Market resiliency is a top priority for SIFMA and its members. Enhancing our securities settlement process is critical to the continued resiliency of our markets and market operations.
On February 24, 2021, the Depository Trust & Clearing Corporation (DTCC) released a whitepaper, outlining a two-year approach to shortening the settlement cycle for U.S. equities to one business day after the trade is executed (T+1). Similar to 2017, when the industry transitioned to T+2, moving forward on both the integrated settlement model and moving to a T+1 settlement cycle will be a substantial undertaking requiring broad industry actions.

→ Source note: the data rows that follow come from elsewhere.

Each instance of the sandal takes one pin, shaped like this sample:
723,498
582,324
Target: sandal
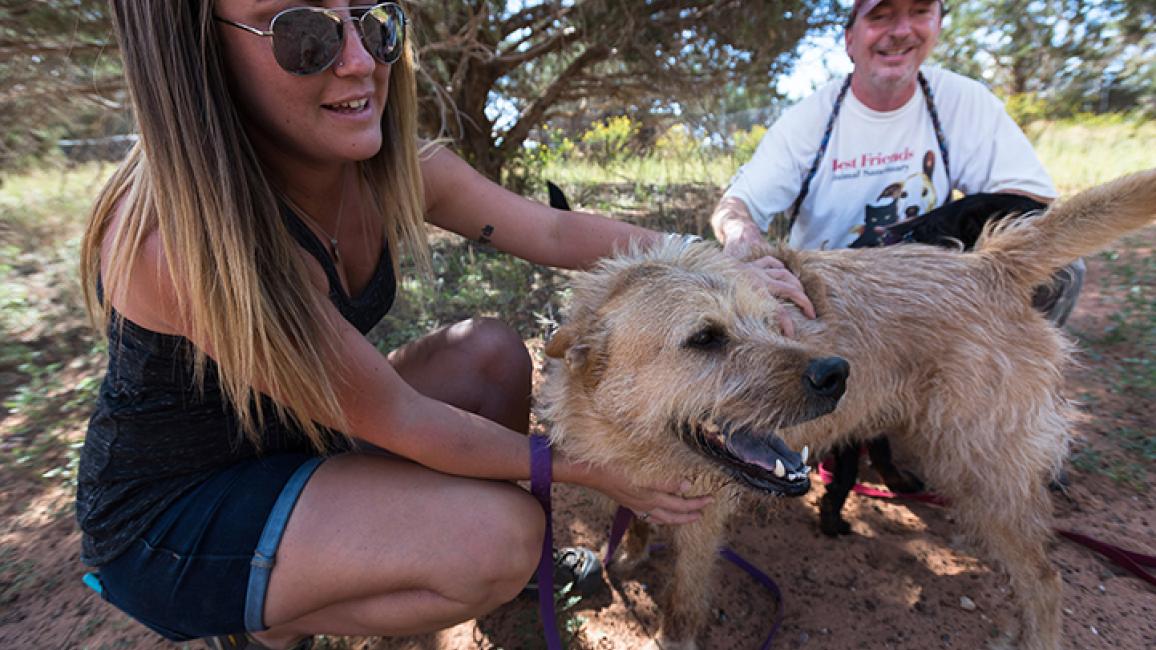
573,566
246,642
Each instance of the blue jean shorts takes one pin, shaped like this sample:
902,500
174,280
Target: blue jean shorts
202,569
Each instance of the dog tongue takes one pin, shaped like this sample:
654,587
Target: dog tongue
763,450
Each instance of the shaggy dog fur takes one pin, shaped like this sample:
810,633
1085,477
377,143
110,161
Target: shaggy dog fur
671,363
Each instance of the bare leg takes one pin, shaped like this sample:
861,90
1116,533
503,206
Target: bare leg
379,546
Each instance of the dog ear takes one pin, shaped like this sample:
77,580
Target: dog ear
562,340
564,345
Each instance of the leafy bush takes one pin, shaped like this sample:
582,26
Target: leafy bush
677,143
746,142
1025,108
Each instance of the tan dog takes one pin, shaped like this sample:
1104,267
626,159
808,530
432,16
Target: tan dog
674,366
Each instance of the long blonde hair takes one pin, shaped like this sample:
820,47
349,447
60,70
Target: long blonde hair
195,178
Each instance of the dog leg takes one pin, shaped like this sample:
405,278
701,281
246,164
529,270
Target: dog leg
1014,526
686,600
635,546
879,449
845,474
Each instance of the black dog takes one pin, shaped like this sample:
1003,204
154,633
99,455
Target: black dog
958,222
954,224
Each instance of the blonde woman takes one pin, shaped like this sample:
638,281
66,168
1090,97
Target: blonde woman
237,258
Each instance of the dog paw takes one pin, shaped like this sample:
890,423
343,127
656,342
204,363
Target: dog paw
834,525
666,643
904,482
625,560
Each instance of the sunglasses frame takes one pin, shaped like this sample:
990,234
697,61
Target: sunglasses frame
333,14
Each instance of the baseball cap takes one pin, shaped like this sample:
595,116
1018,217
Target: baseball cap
865,6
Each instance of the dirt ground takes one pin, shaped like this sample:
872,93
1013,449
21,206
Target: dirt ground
904,580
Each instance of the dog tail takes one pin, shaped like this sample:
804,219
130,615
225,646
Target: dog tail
1031,250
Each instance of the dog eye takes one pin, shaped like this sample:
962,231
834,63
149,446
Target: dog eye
708,339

As discussions on the industry’s securities settlement processes continue, including the business and operational impacts on any future changes to shortening settlement times to T+1, SIFMA believes it is essential to ensure that plans allow for a sufficient amount of time to successfully accomplish further changes – particularly in light of other industry operational obligations such as the Consolidated Audit Trail (CAT).

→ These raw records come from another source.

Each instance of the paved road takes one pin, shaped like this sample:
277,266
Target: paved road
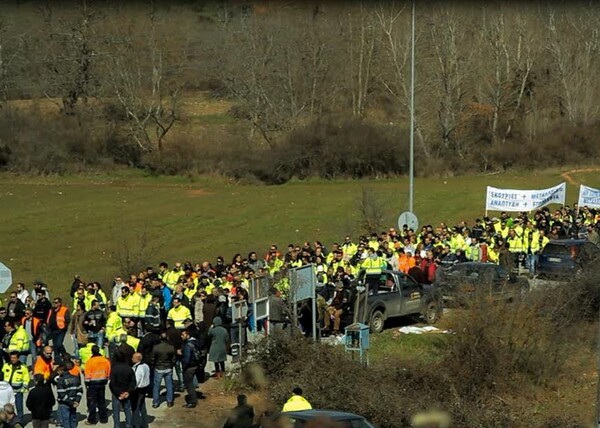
155,416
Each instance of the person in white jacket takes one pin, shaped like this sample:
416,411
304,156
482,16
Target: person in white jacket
7,395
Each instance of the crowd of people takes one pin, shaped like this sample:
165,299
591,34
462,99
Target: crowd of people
163,326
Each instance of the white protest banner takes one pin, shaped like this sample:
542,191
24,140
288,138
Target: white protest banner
524,200
588,196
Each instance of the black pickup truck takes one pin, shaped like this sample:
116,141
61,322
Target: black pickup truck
394,294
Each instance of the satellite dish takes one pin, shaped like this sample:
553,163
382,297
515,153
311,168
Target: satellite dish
409,219
5,277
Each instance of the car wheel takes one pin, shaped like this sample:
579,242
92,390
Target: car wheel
431,312
376,322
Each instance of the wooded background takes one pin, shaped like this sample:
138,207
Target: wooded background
310,88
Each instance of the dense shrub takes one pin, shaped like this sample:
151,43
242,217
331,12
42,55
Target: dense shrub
489,373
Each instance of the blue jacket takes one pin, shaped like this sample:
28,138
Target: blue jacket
188,356
166,297
68,389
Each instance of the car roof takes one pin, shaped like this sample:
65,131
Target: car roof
565,242
332,414
466,265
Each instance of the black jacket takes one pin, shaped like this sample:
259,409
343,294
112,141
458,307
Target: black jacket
163,356
147,342
40,401
122,379
68,389
242,416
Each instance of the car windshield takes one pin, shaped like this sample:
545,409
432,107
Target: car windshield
354,423
560,250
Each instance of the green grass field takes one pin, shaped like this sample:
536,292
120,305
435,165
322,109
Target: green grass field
52,228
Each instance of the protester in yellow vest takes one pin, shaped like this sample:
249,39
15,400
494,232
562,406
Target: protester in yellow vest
114,324
144,300
128,304
85,353
296,402
178,313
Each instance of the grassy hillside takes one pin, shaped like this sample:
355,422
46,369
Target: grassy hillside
52,228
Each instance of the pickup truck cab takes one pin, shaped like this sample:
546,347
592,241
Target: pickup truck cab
393,294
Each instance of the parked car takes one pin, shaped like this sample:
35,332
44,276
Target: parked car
563,258
398,294
343,419
461,282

SIFMA, the Investment Company Institute (ICI), and The Depository Trust & Clearing Corporation (DTCC) are collaborating on efforts to accelerate the U.S. securities settlement cycle from T+2 to T+1. Working closely with members and other key stakeholders, the organizations are outlining key steps to shorten the cycle for secondary market transactions, identifying priority issues that need to be addressed and conducting the necessary due diligence and resolution of these critical issues. The groups began to discuss shortening the settlement cycle with members last year and aim to complete an analysis on the next steps to achieving T+1 by the end of Q3 2021. Shortly after that work, the organizations will develop a definitive timeframe for moving to T+1. In addition to their efforts to shorten the settlement time, SIFMA, ICI and DTCC will assess what it may take to further accelerate the settlement cycle beyond T+1 and explore the role that emerging technologies could play.